Sleipnir's CasADi benchmarks are written with Opti which gives evaluation overhead (can be removed via Opti.to_function or modeling in nlpsol).
In my experience, code using Opti and opti.set_initial/opti.solve/sol.value is much easier to understand and maintain than code using Function or nlpsol because it matches the mathematical formalism much more closely. That's why Sleipnir tried to make a fast version of the Opti API. The benchmarks used the Opti stack with its defaults for an apples-to-apples API comparison.
We could probably add flags to speed things up, but one of Sleipnir's goals has been to avoid problem-specific tuning; instead, the solver itself should leverage the information it has to make those decisions on behalf of the user. Not sure if CasADi has some backwards compat limitations here.
I just took a look at https://web.casadi.org/docs/#extras, but I'm not understanding how to use to_function() in this case or how it helps since I need all the decision variable values anyway. Is Opti slower by default because it's recording a bunch of values the user doesn't need, and to_function() helps trim that set down?
Assessment of Sleipnir interior point solver ...
- the solver is not separated from the AD
Fixed as of https://github.com/SleipnirGroup/Sleipnir/pull/857, assuming the user can use Eigen types directly. Thanks for the suggestion; it cleaned up the solvers themselves quite a bit.
It's not entirely clear how the Jacobian is efficiently computed; there is no coloring and no forward mode.
Jacobian uses reverse mode autodiff with row caching based on the row's linearity. For example, given a constraint Jacobian with M rows (constraints) and N columns (decision variables), reverse mode is run M times where each run computes a row.

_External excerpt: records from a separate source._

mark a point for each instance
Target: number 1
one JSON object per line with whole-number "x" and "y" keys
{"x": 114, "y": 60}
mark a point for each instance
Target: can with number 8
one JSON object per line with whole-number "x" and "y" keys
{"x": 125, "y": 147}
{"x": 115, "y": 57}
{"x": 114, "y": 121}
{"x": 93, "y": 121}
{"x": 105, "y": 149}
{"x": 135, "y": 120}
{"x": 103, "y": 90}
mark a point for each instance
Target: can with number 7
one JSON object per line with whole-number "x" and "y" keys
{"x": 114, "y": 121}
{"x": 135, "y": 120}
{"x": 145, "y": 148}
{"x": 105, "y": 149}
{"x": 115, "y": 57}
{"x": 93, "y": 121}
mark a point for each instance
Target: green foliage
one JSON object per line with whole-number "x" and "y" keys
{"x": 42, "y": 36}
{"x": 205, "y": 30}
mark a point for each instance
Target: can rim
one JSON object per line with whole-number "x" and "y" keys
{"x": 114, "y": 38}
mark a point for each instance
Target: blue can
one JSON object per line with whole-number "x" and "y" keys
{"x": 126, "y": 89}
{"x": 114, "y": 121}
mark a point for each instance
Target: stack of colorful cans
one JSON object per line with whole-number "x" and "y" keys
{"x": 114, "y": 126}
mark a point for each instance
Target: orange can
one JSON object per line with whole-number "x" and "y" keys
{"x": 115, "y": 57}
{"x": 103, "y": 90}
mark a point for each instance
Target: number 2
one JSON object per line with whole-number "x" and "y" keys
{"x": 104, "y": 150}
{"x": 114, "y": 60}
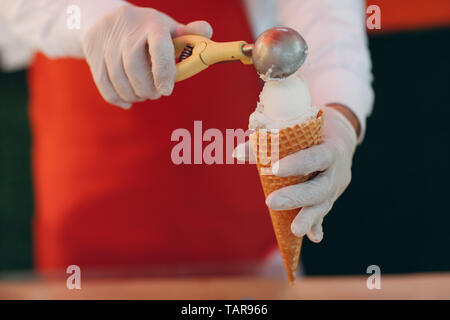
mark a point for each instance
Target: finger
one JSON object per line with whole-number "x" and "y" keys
{"x": 105, "y": 87}
{"x": 136, "y": 63}
{"x": 244, "y": 152}
{"x": 316, "y": 233}
{"x": 308, "y": 217}
{"x": 201, "y": 28}
{"x": 118, "y": 77}
{"x": 315, "y": 158}
{"x": 162, "y": 55}
{"x": 305, "y": 194}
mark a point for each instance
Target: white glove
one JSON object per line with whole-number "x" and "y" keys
{"x": 333, "y": 158}
{"x": 117, "y": 49}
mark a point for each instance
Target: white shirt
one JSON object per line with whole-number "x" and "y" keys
{"x": 338, "y": 68}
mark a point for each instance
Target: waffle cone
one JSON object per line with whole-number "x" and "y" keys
{"x": 290, "y": 140}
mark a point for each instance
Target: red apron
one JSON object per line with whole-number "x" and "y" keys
{"x": 106, "y": 191}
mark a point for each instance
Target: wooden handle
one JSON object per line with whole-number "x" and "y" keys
{"x": 205, "y": 53}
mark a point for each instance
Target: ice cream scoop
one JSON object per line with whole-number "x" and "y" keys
{"x": 277, "y": 53}
{"x": 283, "y": 103}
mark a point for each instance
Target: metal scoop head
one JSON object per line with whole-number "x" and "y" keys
{"x": 279, "y": 52}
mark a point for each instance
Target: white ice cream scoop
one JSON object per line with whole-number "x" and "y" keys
{"x": 277, "y": 53}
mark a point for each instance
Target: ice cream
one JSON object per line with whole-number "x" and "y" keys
{"x": 283, "y": 103}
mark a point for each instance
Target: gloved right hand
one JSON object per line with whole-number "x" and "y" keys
{"x": 131, "y": 54}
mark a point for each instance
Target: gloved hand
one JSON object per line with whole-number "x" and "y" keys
{"x": 117, "y": 49}
{"x": 332, "y": 158}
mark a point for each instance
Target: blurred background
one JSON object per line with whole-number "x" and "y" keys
{"x": 395, "y": 213}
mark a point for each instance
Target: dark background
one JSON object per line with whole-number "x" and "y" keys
{"x": 395, "y": 213}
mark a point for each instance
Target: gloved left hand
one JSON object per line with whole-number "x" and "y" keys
{"x": 332, "y": 158}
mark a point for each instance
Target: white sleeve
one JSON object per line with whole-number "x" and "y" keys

Most of the speedup comes from eagerly simplifying expression nodes whose arguments are either all constants, one 0, or one 1. For example: https://github.com/SleipnirGroup/Sleipnir/blob/main/include/sleipnir/autodiff/expression.hpp#L151-L167. I didn't see much change from disabling row caching, but the cart-pole solve was 50% slower without expression pruning.

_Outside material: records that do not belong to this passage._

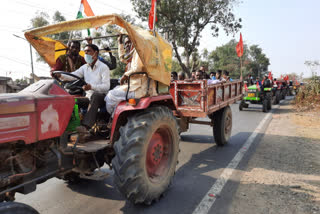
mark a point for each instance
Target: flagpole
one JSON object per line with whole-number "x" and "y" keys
{"x": 154, "y": 18}
{"x": 241, "y": 68}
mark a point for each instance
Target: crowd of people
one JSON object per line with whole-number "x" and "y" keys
{"x": 201, "y": 74}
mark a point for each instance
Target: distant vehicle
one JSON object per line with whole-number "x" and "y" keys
{"x": 254, "y": 95}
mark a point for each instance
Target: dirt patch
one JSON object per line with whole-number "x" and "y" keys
{"x": 283, "y": 175}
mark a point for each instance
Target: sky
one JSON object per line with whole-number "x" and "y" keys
{"x": 286, "y": 30}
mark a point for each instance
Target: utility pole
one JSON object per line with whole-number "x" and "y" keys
{"x": 30, "y": 56}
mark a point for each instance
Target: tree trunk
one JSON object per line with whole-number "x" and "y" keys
{"x": 182, "y": 65}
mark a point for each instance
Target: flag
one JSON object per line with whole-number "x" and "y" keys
{"x": 239, "y": 47}
{"x": 152, "y": 13}
{"x": 270, "y": 75}
{"x": 246, "y": 87}
{"x": 86, "y": 9}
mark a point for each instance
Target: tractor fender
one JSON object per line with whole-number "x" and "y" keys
{"x": 124, "y": 109}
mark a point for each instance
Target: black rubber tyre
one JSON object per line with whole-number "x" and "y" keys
{"x": 137, "y": 179}
{"x": 72, "y": 178}
{"x": 16, "y": 208}
{"x": 265, "y": 105}
{"x": 222, "y": 126}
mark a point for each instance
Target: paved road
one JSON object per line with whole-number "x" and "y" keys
{"x": 200, "y": 164}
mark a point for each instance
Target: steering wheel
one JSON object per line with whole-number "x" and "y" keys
{"x": 73, "y": 84}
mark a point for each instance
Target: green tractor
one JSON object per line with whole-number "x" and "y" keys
{"x": 254, "y": 95}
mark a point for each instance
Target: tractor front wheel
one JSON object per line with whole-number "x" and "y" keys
{"x": 222, "y": 126}
{"x": 16, "y": 208}
{"x": 146, "y": 155}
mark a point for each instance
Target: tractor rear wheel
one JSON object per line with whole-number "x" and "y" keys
{"x": 16, "y": 208}
{"x": 146, "y": 155}
{"x": 222, "y": 126}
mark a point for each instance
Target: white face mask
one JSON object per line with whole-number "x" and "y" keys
{"x": 88, "y": 58}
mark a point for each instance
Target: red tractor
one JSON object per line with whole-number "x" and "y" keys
{"x": 38, "y": 140}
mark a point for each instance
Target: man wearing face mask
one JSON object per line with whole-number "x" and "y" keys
{"x": 97, "y": 76}
{"x": 138, "y": 83}
{"x": 71, "y": 61}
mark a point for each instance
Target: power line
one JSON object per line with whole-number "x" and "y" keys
{"x": 103, "y": 3}
{"x": 22, "y": 63}
{"x": 43, "y": 8}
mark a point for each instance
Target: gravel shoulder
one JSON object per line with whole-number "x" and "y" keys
{"x": 283, "y": 174}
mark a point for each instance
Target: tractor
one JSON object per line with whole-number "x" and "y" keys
{"x": 257, "y": 95}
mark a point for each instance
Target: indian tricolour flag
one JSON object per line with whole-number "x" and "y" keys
{"x": 85, "y": 11}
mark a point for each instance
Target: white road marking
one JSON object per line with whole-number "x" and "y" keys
{"x": 215, "y": 190}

To compute the Hessian, we first compute a gradient expression tree with reverse mode autodiff and cache it. Then when we want the Hessian's value, we take the Jacobian of that gradient with reverse mode autodiff.
The Hessian is the most expensive part of Sleipnir's cart-pole solve by far. Here's diagnostics for the cart-pole unit test with N = 100.
(Note there's some double-counting of f(x), cₑ(x), and cᵢ(x) I haven't fixed yet.)
We don't do any common subexpression elimination since that's really expensive in general. We expect the user to do that themselves since that makes expressions in their code shorter and easier to read anyway.
- No codegen, no MX
I assume MX is mainly helpful for DAE solvers? We didn't implement a native matrix autodiff type because optimal control NLPs rarely use them.
We've started looking at Enzyme for autodiff, but we haven't made much headway due to the complexity involved and the fact we'd lock ourselves into LLVM. We also historically haven't bothered with codegen because incorporating codegen properly into a consuming C++ project's build system is nontrivial.
If CasADi added a Sleipnir plugin for its solvers, Choreo would potentially use it for the faster autodiff if:
- We fix the AD performance regressions for our use case by applying the right flags or making minor tweaks. We don't want to compromise readability by switching to nlpsol.
- We build CasADi and its dependencies fully from source via CMake, to keep our app distribution easy (seems possible with the other plugins disabled)
- We figure out how to use CasADi's C++ iteration callbacks
CasADi's C++ usage docs seem to be neglected in favor of Python. The matrix and iteration callbacks will require mapping back and forth between CasADi's matrix representation and Eigen's compressed sparse column storage layout.